MyAppleMenu

The Sense-of-Security Edition Sunday, July 8, 2018

How To Backup Your Mac: Why I Use 3 Different Solutions, by Henry T. Casey, Laptop Magazine

The thing about backups is that you can never have too many of them — or at least I can never have too many. I've been using not one, not two, but three backup solutions over the past few years: Backblaze, Time Machine and SuperDuper. It's brought me a great sense of security about my data.

Am I crazy? Possibly, but each utility has its own merits. One protects data regardless of where you bring your MacBook, another is perfect for retrieving single files and the third is ideal for restoring your system in as few steps as possible.

AirPods Could Revolutionize What It Means To Be Hard Of Hearing, by Lauren Alix Brown, Quartz

An estimated 15% of the American adult population has hearing loss but less than one-third of those who could benefit from hearing aids, actually use them, in part because of cost. Smartphones, more specifically listening to audio at too high levels, are estimated to put over 1 billion young people at risk for hearing loss, according to the World Health Organization. As the US population ages, it’s likely that the Live Listen will become a more affordable and accessible solution to a growing problem.

The Touch Bar On The MacBook Pro Is Well Implemented, But Serves No Useful Purpose, by Mike Wuerthele, AppleInsider

We can't help but feel that the Touch Bar is a transition to something else. While we'd prefer that tactile keys don't go away, between the short travel on Apple's Butterfly keyboard and the Touch Bar, we're starting to wonder if Apple wants to build a machine without a physical keyboard, and one with all virtual keys.

Beta Track

All The Ways iOS 12 Will Make Your iPhone More Secure, by David Nield, Wired

The annual iOS refresh is on the way—Apple has previewed it, beta testers have installed it, and the rest of us should get iOS 12 when iPhones arrive in September. While features such as winking 3-D emoji and screen-time limits for your apps might take much of the attention when the software arrives, iOS 12 is a major step forward in one other crucial area: smartphone security.

It's something Apple has always prided itself on, with its tightly locked App Store and full device encryption, but iOS 12 is going to make your iPhone more secure than ever before. Here's how.

Stuff

Does The Apple TV Do Enough To Warrant Its Premium Price?, by Bradley Chambers, 9to5Mac

I have a lot of hope for tvOS and Apple TV long-term. It’s got as much future promise as any of Apple’s products. The TV experience still hasn’t been reinvented, and I hopeful Apple is still pulling at strings. AirPlay, Apple Music, and iCloud Photo Library just aren’t enough.

Google PhotoScan Is A Handy Pocket Photo Scanner, by Josh Centers, TidBITS\

It may seem as though all photos are digital these days, but, amazingly, I still come across the occasional physical photo. School photos, my son’s sports photos, and tourist-trap attraction photos still come into our lives on paper, even if they started out digital. Needless to say, that’s annoying because they’re segregated from the bulk of my photo collection, and they’re difficult to share with family and friends. The obvious solution is to scan them, but like many people, I don’t deal with enough physical photos to invest in a quality scanner.
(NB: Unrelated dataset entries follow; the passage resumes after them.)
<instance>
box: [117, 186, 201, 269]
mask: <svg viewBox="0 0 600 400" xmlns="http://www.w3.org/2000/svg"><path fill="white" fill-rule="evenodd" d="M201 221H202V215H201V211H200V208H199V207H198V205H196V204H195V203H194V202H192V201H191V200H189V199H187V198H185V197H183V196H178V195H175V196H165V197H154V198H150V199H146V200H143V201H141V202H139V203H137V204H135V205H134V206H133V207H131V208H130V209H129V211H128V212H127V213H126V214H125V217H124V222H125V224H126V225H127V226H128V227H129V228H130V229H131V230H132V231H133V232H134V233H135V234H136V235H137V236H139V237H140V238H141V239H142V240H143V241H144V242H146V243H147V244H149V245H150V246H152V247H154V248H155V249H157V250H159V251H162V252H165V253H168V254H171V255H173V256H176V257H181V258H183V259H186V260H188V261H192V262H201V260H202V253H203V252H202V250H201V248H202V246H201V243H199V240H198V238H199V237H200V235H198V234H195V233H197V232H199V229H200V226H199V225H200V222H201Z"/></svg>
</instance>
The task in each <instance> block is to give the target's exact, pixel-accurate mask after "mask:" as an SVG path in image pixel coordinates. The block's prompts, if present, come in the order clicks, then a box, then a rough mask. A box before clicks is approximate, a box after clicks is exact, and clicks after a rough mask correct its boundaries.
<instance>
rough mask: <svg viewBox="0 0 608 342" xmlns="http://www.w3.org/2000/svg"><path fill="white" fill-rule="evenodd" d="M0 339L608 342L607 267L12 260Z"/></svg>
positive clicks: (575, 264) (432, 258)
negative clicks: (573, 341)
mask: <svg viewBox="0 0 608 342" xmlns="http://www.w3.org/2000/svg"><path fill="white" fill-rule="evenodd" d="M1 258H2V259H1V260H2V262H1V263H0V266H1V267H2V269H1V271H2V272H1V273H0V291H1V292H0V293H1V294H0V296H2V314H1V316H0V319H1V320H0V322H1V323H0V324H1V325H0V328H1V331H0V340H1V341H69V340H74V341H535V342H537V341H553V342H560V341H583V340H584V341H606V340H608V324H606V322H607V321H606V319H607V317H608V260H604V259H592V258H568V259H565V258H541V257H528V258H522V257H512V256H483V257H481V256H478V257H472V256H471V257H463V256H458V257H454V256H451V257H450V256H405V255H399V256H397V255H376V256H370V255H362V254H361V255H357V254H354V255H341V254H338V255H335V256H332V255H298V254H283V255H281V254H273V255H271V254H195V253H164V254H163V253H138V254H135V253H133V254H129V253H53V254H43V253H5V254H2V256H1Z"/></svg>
Here’s an alternative. Google’s free PhotoScan app for the iPhone is a quick and easy way to digitize photos while automatically removing glare. PhotoScan doesn’t prompt you to log in to a Google account, reducing the privacy concerns often associated with Google services. And unlike a dedicated photo scanner, it’s always in your pocket, so you can scan a photo no matter where you are.

Develop

I'm Bored, What Do I Do?, by Ibrahim Diallo

To put it in less theoretical words, make something. Create something. Build something. Anything!

Notes

The Rise Of 'pseudo-AI': How Tech Firms Quietly Use Humans To Do Bots' Work, by Olivia Solon, The Guardian

It’s hard to build a service powered by artificial intelligence. So hard, in fact, that some startups have worked out it’s cheaper and easier to get humans to behave like robots than it is to get machines to behave like humans.

“Using a human to do the job lets you skip over a load of technical and business development challenges. It doesn’t scale, obviously, but it allows you to build something and skip the hard part early on,” said Gregory Koberger, CEO of ReadMe, who says he has come across a lot of “pseudo-AIs”.

“It’s essentially prototyping the AI with human beings,” he said.

In The Age Of Despair, Find Comfort On The ‘Slow Web’, by Arielle Pardes, Wired

There is a certain art to sitting down—even in front of a screen—and spending a few minutes meditating on a grassy knoll in England, or joining a stranger on a stroll through Tokyo just as cherry blossoms begin to bloom. One of my favorite “slow web” videos captures the train ride from Bergen to Oslo, a seven-and-a-half hour journey along the spine of Norway. There is no music. No narration. Just seven and a half hours of lakes and mountains, farmhouses dotting the hillsides, snow-dusted mountains, and the occasional interruption of the train conductor announcing the next stop.